Escalada no Oriente Médio: Porta-aviões francês Charles de Gaulle entra no Mediterrâneo enquanto Irã ataca bases aéreas em EAU e Kuwait

O porta-aviões nuclear francês Charles de Gaulle cruzou o Estreito de Gibraltar nesta sexta-feira, reforçando a presença naval europeia no Mediterrâneo em meio à intensificação do conflito envolvendo o Irã. Simultaneamente, a mídia estatal iraniana anunciou ataques da Guarda Revolucionária a bases aéreas em Al Dhafra (EAU) e Ali Al Salem (Kuwait). O Azerbaijão retirou seus diplomatas do Irã e elevou alerta militar, enquanto milícia pró-Irã reivindicou ataques com drones no Iraque. A Arábia Saudita condenou as ações iranianas.

Março 6, 2026 - 22:09
Escalada no Oriente Médio: Porta-aviões francês Charles de Gaulle entra no Mediterrâneo enquanto Irã ataca bases aéreas em EAU e Kuwait
Getty Images
  • A crise no Oriente Médio registrou avanços críticos nesta sexta-feira, com a entrada do porta-aviões nuclear francês Charles de Gaulle no Mar Mediterrâneo e uma nova onda de ataques reivindicados pelo Irã contra instalações militares em países do Golfo Pérsico.O grupo de combate do Charles de Gaulle, composto pelo porta-aviões, duas fragatas francesas (FREMM), uma fragata espanhola, uma holandesa, uma italiana, um submarino nuclear francês e um navio de suprimentos, cruzou o Estreito de Gibraltar no início da tarde de hoje, conforme reportado por fontes militares e mídia francesa. A movimentação, ordenada pelo presidente Emmanuel Macron no início da semana, visa reforçar a presença europeia e proteger aliados em meio à escalada do conflito envolvendo Irã, Estados Unidos e Israel.

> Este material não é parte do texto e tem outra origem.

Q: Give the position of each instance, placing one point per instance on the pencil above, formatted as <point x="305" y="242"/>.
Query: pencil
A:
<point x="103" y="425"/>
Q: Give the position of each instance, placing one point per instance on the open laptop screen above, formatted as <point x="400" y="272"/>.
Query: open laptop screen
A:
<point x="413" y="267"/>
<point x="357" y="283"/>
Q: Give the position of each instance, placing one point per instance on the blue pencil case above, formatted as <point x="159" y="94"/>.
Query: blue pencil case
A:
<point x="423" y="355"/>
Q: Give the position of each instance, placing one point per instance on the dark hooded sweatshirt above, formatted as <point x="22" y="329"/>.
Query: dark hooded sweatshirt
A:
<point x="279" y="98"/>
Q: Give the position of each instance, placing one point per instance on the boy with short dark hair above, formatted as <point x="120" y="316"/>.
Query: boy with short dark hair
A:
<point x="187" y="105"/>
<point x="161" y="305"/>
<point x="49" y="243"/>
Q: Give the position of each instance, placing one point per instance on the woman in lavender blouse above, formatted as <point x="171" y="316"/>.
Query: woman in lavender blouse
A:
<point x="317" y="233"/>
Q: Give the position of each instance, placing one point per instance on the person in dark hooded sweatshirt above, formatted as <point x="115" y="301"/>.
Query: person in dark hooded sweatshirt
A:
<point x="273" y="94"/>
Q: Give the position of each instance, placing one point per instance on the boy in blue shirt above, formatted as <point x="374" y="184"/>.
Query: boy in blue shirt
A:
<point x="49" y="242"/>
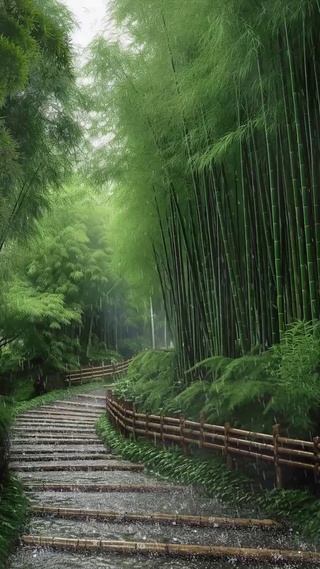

  • Paralelamente, a mídia estatal iraniana divulgou que a Guarda Revolucionária Islâmica (IRGC) executou ataques diretos contra a Base Aérea de Al Dhafra, nos Emirados Árabes Unidos, e a Base Aérea de Ali Al Salem, no Kuwait. As instalações abrigam contingentes e ativos militares americanos, e os ataques fazem parte da chamada “Operação Promessa Verdadeira 4”, em retaliação a ações prévias contra território iraniano. Relatos indicam danos a radares de alerta precoce, tanques de combustível, pistas e infraestruturas de manutenção.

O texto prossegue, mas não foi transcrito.